Custom inference chips eliminate that overhead. They can be tuned precisely to the memory access patterns, floating-point precision requirements, and batch processing characteristics of a specific model architecture. OpenAI’s Jalapeño chip, developed with Broadcom and announced in late June 2026, reportedly demonstrated roughly 50% cost savings compared with standard GPU inference in early testing. For a company processing billions of tokens per day, that kind of efficiency improvement is not a footnote — it is a fundamental change to unit economics.
Anthropic’s motivation is likely similar. The company has been explicit in describing its compute strategy as deliberately diversified — Google, Amazon, and Nvidia all play roles — but diversification and optimization are different things. A custom chip optimized for Claude’s architecture could meaningfully reduce the cost per token that Anthropic pays to deliver responses, improving margins at a moment when the company is scaling toward a potential public offering.
A New Industry Pattern
What makes this development notable is not just Anthropic’s specific situation but the pattern it represents. In the span of roughly 18 months, every major frontier AI laboratory has either developed custom silicon, announced plans to do so, or entered manufacturing partnerships with chipmakers capable of building it.
OpenAI announced the Jalapeño chip with Broadcom. Google has long operated its own TPU line, now in its seventh generation. Amazon’s Trainium and Inferentia chip families have matured from internal tools into significant external products, with the company recently disclosing they are running at a $20 billion annual revenue run rate. Meta has been designing custom AI silicon for recommendation systems for years and is now extending that capability to language model training. Microsoft, through Azure’s internal silicon team, has been testing Maia inference chips in production.
Anthropic’s move, if it results in a production chip, would complete the set. The only major AI lab that has publicly insisted on a hardware-agnostic, GPU-only approach is now in talks to build its own silicon.
What Changes — and What Doesn’t
The announcement should not be taken to mean that Anthropic is abandoning its existing cloud partnerships. The company has been clear that it views its relationship with Google, Amazon, and Nvidia as long-term and structurally important. A custom chip, particularly one still in the design discussion phase, would not replace those partnerships — it would supplement them, potentially handling specific inference workloads where a purpose-built accelerator offers meaningful efficiency advantages.

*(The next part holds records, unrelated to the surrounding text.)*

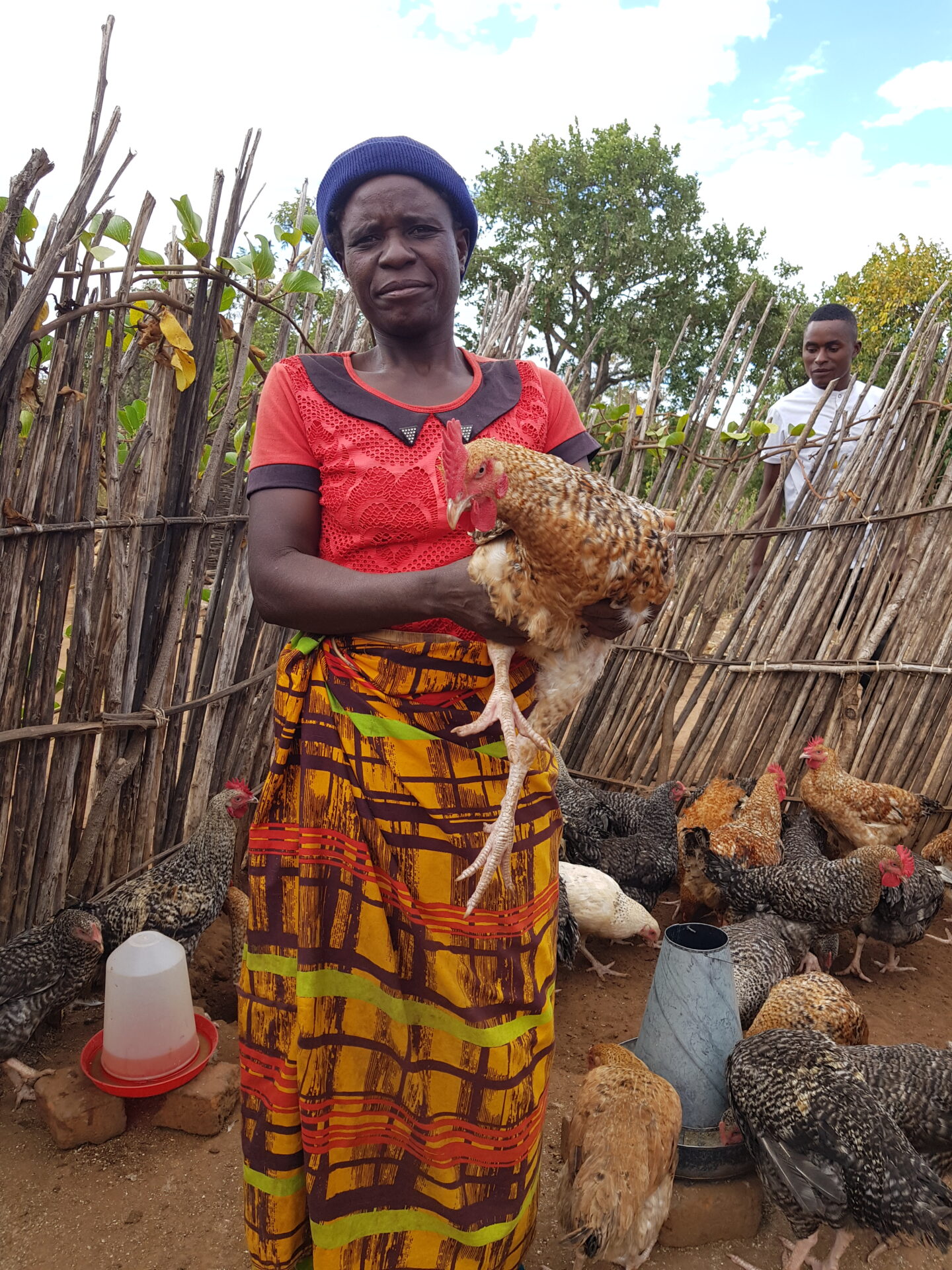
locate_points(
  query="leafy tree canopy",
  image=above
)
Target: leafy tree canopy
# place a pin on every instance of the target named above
(615, 238)
(889, 295)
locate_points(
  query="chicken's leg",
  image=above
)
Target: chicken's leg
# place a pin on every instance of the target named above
(602, 969)
(892, 964)
(502, 706)
(856, 964)
(23, 1080)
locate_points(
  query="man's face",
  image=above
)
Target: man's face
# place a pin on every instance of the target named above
(829, 349)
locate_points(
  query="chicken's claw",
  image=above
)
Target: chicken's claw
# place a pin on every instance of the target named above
(23, 1080)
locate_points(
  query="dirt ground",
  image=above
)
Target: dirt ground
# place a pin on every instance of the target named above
(155, 1199)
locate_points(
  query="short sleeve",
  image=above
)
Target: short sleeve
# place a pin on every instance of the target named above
(776, 439)
(281, 456)
(567, 439)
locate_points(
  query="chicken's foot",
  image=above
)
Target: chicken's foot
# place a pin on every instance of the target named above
(840, 1246)
(502, 706)
(23, 1080)
(856, 964)
(601, 968)
(499, 842)
(892, 964)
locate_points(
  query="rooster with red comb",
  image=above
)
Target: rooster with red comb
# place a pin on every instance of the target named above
(183, 894)
(861, 813)
(561, 539)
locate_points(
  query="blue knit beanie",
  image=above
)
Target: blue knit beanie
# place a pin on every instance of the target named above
(380, 157)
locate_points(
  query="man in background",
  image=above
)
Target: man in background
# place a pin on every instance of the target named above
(830, 345)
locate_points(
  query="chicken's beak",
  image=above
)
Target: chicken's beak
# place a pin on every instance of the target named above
(455, 509)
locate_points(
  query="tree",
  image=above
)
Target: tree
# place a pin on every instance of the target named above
(889, 296)
(615, 238)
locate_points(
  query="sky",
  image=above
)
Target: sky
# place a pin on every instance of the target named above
(826, 125)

The timeline for any chip to reach production is measured in years, not months. From preliminary design discussions to tape-out, first silicon, qualification, and volume manufacturing, custom chip development at this level typically takes two to three years under optimal conditions. Anthropic is not getting a hardware advantage tomorrow. What it is doing is starting the clock on a strategic capability that, if successful, would give it meaningful cost leverage by the time the AI market enters what most analysts expect will be a period of intense margin compression.
The question for Anthropic — as for every AI lab pursuing custom silicon — is whether the years of engineering investment and capital expenditure required to build and qualify a new chip will pay off before the competitive landscape shifts again. History suggests the answer is yes for companies with sufficient scale. Anthropic is now large enough to ask the question.
Discussions between Anthropic and Samsung were first reported by The Information on July 2, 2026.